Can a non-equilateral triangle with integer sides and integer angles (in degrees) exist?

As mentioned on the Wikipedia page for "integer triangle", the law of cosines forces the cosine of an angle in a triangle with integer sides to be a rational number.

Now, when does an integer angle (in degrees) have a rational cosine? We can go one step further: when does a rational angle (in degrees) have a rational cosine? This question is answered with a clever proof on page 2 of When is the (co)sine of a rational angle equal to a rational number? by Jörg Jahnel. The answer is that the rational cosines of the rational angles are just $\pm1,\pm\frac12,0$. (This is known as Niven's Theorem and an alternate proof can be found at ProofWiki.)

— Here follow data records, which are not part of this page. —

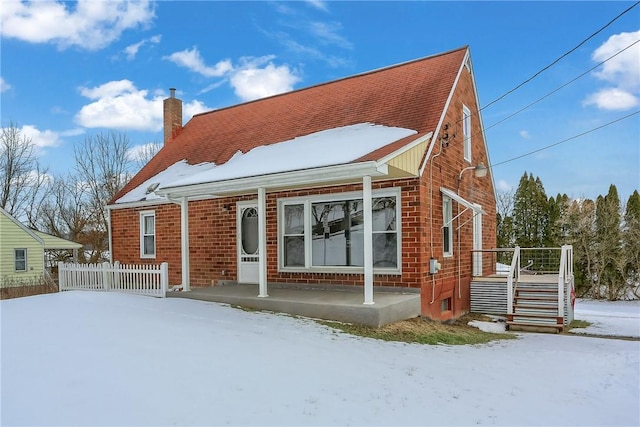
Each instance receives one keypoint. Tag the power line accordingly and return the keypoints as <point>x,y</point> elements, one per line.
<point>565,140</point>
<point>558,59</point>
<point>560,87</point>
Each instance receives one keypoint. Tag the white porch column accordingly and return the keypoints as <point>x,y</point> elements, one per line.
<point>184,242</point>
<point>262,243</point>
<point>368,240</point>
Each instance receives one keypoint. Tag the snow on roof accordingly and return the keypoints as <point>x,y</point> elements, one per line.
<point>336,146</point>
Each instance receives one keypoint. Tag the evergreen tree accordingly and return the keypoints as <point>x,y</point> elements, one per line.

Since cosines of $\pm1$ wouldn't correspond to the angle of a genuine triangle, the only potential options are $\cos\theta=0,\pm\frac12$ for angles of $\theta=60^\circ,90^\circ,120^\circ$. But if there is one angle of $90^\circ$ or $120^\circ$, there isn't enough room in $180^\circ$ for two more angles of at least $60^\circ$. And the only triangles whose angles are all $60^\circ$ are equilateral.

The answer to the question "Can a non-equilateral triangle with integer sides and integer angles (in degrees) exist?" is no.